More Formless

Arraymusic has a concert coming up on December 3, 8PM, EST. It’s called Formless. It features existing works by a remarkable collection of composers: John Abram (CAN/UK), Joanna Bailie (UK), André Cormier (CAN), Laurence Crane (UK), Nicole Lizée (CAN), and Cassandra Miller (CAN). All of these composers are artists I intend to collaborate with in the next few years to create new work for The Array Ensemble.

The title of the concert invokes Georges Bataille’s famous definition of informe, usually translated as ‘formless’. Part of that definition reads: “On the other hand, affirming that the universe resembles nothing and is only formless amounts to saying that the universe is something like a [squashed] spider or spit.” Bataille’s informe does not embrace any kind of lack or a denial of substance, but rather it’s a challenge to the activity of abstracting an outside that can be generalized and evaluated as separate and distinct from an inside.

But I misspoke. Even though the sentence quoted above is from an entry Bataille wrote for the “Critical Dictionatry” (a reoccuring section in the quasi-Surrealist magazine Documents, published in Paris in 1920 and 1930, edited by Bataille)—an entry dedicated to the word informe—definition was precisely what Bataille was interested in defying.

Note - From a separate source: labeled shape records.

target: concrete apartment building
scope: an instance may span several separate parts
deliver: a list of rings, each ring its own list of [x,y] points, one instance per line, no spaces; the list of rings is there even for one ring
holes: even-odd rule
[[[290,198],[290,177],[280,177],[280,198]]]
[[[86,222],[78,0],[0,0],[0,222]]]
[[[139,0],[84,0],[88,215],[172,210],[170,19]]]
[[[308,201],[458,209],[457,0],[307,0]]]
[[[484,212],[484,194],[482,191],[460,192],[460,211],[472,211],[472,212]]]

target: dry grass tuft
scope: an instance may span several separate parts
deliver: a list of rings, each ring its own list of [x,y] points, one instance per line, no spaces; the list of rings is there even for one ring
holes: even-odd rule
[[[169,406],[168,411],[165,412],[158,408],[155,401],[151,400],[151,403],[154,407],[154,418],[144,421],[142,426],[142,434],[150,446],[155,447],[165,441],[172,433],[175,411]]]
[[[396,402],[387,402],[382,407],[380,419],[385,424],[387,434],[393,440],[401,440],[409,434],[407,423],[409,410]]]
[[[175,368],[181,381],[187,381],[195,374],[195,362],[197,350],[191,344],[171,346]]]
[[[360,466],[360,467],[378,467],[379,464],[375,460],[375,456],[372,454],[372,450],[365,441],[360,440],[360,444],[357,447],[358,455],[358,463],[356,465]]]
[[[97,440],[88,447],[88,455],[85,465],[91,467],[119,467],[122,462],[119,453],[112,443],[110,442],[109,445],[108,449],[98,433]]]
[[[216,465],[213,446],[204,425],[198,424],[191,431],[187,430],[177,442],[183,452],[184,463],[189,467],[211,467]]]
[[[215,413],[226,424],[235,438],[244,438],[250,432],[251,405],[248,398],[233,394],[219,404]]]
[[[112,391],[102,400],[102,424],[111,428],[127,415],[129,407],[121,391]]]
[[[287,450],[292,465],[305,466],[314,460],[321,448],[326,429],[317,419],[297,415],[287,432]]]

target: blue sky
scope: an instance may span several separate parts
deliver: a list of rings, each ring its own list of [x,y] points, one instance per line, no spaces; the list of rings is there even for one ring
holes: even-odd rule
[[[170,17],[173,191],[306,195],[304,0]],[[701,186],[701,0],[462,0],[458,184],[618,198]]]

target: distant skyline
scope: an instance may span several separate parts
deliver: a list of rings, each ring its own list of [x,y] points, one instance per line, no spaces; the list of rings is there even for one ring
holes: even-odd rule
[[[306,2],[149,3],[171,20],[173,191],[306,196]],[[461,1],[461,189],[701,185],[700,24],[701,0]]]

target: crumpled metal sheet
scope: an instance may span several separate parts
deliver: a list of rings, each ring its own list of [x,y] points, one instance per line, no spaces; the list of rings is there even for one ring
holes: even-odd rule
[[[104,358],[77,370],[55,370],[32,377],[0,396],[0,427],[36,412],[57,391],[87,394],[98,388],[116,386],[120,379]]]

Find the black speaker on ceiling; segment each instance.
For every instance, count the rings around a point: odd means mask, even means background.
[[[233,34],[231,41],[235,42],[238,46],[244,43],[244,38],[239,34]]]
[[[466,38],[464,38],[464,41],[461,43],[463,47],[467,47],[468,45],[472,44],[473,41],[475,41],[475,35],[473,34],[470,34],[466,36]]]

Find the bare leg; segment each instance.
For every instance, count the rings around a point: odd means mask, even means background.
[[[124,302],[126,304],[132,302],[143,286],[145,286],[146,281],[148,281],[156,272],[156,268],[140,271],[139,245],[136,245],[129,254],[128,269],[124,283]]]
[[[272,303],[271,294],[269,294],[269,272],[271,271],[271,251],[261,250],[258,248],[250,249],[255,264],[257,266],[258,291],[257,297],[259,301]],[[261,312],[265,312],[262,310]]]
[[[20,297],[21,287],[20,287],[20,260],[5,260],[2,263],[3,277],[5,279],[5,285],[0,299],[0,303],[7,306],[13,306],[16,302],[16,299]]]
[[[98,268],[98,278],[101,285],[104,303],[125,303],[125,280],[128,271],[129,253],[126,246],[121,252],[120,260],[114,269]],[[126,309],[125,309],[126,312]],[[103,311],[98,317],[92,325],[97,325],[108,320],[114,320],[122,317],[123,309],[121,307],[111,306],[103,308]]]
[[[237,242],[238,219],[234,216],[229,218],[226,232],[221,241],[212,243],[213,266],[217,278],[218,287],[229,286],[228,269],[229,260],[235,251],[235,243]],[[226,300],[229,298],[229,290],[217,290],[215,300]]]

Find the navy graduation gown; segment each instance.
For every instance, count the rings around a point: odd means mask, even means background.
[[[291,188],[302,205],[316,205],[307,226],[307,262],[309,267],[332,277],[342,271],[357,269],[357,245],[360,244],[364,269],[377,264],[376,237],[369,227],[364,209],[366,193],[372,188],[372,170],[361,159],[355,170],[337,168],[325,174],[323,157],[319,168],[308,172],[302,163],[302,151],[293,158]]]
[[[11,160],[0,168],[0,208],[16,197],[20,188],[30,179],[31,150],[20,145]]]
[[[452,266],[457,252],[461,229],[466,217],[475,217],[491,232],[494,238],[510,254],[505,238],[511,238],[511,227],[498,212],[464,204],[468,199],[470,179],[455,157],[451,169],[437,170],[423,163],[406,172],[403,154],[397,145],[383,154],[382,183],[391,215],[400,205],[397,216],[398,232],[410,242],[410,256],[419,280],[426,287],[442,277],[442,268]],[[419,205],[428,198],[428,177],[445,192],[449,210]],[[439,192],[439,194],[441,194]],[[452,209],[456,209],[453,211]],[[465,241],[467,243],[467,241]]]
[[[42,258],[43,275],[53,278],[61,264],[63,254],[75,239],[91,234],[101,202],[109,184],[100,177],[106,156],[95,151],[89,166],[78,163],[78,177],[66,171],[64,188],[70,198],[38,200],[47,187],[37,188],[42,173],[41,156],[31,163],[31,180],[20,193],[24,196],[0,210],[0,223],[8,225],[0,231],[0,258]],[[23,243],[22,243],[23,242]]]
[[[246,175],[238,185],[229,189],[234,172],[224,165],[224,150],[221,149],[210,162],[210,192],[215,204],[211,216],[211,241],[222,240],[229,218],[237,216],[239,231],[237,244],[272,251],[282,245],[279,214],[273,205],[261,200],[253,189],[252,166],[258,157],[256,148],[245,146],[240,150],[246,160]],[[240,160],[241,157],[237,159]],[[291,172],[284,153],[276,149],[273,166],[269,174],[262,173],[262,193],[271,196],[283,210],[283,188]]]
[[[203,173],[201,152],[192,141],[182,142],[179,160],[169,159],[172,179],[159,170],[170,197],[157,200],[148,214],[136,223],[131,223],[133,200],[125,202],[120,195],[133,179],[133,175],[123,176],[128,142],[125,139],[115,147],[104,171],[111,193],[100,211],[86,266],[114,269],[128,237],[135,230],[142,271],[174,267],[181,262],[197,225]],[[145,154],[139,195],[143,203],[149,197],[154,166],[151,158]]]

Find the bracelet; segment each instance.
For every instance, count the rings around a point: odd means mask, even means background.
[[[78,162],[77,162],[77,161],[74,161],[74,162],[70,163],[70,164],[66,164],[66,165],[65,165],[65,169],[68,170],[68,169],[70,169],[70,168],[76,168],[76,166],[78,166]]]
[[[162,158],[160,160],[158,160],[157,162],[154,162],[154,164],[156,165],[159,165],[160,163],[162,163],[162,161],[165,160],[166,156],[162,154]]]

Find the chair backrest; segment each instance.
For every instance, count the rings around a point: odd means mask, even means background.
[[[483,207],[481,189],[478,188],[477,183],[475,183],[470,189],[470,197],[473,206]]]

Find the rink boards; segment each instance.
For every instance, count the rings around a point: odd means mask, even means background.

Definition, from the Latin definire—from de- “from” (in this case implying a kind of completion) + finire, “finish” (from finis, “end”)—is all about fixing meaning, holding it still, ending the flux of ambiguity (from ambigere “waver, go around,” from ambi- “both ways” + agere “to drive”). Bataille is prostesting against the power and control he perceives asserted by fixed, static meanings, against the dominant structures—the cultural forms—that set and authorize the parameters of what a word represents. In his entry, Bataille imagines a dictionary that “no longer gives the meaning of words, but their jobs/tasks (and “jobs/tasks” is a translation of the French les besonges, a word that implies the mundanity of a chore; he chooses “jobs” rather than the richer, grander idea of “uses”). As Denis Hollier says in his remarkable book Against Architecture: The Writings of Georges Bataille:

“The distinction between words’ meaning and their jobs makes language into a place of specific productivity. In language and in every connection to it some practice is at stake. To privilege meaning at the expense of work is to believe that this practice can be put into parentheses. The French word besonge, with its overtones of drudgery, has a contemptuous ring. The job is not the usage. Usage doubtless introduces a certain historicity of language because it refers to linguistic practices in current use at the present time and in the present society. […] Usage only functions in a space still dominated by the category of meaning—formulable meaning. What Bataille calls job is of a different order, a tonal one. It indicates all those processes of repulsion and seduction aroused by the word independent of its meaning.”

And Bataille proposes in his entry what he considers the job of informe (formless) to be: “Thus formless is not only an adjective having a given meaning, but a term that serves to bring things down in the world, generally requiring that each thing have its form. What it designates has no rights in any sense and gets itself squashed everywhere like a spider or an earthworm.” But Bataille is not protesting against this designation, he’s celebrating it and this celebration is vital and active (though certainly he’s vilifying the squashers). “Affirming that the universe resembles nothing” might bring the idea of the universe down, but it is not a dismissive affirmation. While the power structures that authorize meaning might want to squash this designation, Bataille wants to get down and dirty working in this splatter, this “place of specific productivity.” To say the universe resembles nothing pulls apart the integrity of what the idea, the meaning of “universe” might be said to represent; the form of the universe is not analogous to other forms because no form is being asserted. To affirm that the universe is formless, allows “universe” to do a different job: it’s just everything, or rather, all-the-things (plural), shifting arrays of amorphous yet radically specific places where work can be done.

Okay, if you’re hoping that eventually I’ll make some kind of clear, direct link between the above and the pieces that will be presented at Formless (the concert), I’m afraid you’ll be disappointed. And there’s a lot above (and below) that won’t be unpacked by me in any context and that is well in excess of the concerns I am thinking about here (I’m all for starting things I would never want to see finished). And of course it should be underlined that Bataille is valourizing the formless as a way to think the world—a plural universe that resembles nothing—and being in it. That is, any experience, any phenomena can be engaged as formless. That includes every musical experience. But I will say that each of the pieces that will be played on Dec. 3 encourages me, in utterly particular ways, to engage it as a distinct place of specific productivity rather than a meaningful structure expressing ideas (the ancient Greek word eidos, often translated as Idea, is also translated as Form).

Maybe the end of the programme note Laurence Crane sent me for his clarinet and piano piece Sparling—to be performed Dec. 3—relates to this somehow; regarding his composition: “It’s essentially static but the tiny amount of change that does take place in the work happens in what might be thought of as the accompanying instrument in a traditional duo relationship. What is foreground and what is background in this piece? I’m not sure.”